List, capture, search, info

Monitoring, browsing

mutating (default)

+ create, send_keys, rename, resize

Normal agent workflow

destructive

+ kill_server, kill_session, kill_window, kill_pane

Full control

Configuration

Set the safety tier via the LIBTMUX_SAFETY environment variable:

{
    "mcpServers": {
        "libtmux": {
            "command": "uvx",
            "args": ["libtmux-mcp"],
            "env": {
                "LIBTMUX_SAFETY": "readonly"
            }
        }
    }
}

How it works

Dual-layer gating

  1. FastMCP tag visibility: Tools are tagged with their tier. Only tags at or below the configured tier are enabled via mcp.enable(tags=..., only=True).

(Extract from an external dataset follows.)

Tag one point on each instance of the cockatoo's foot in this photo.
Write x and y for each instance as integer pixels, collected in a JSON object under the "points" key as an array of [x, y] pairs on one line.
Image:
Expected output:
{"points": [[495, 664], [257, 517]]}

  2. Safety middleware: A secondary middleware layer hides tools from listings and blocks execution with clear error messages if a tool above the tier is somehow invoked.

Tool tags

Every tool is tagged with exactly one safety tier:

  • readonly — Read-only operations that don’t modify tmux state

  • mutating — Operations that create, modify, or send input to tmux objects

  • destructive — Operations that destroy tmux objects (kill commands)

Fail-closed design

Tools without a recognized tier tag are denied by default. This prevents accidentally exposing new tools without explicit safety classification.

Self-kill protection

Destructive tools include safeguards against self-harm:

  • kill_server refuses to run if the MCP server is inside the target server

  • kill_session refuses to kill the session containing the MCP pane

  • kill_window refuses to kill the window containing the MCP pane

  • kill_pane refuses to kill the pane running the MCP server

These protections use the TMUX_PANE environment variable to detect the caller’s own pane.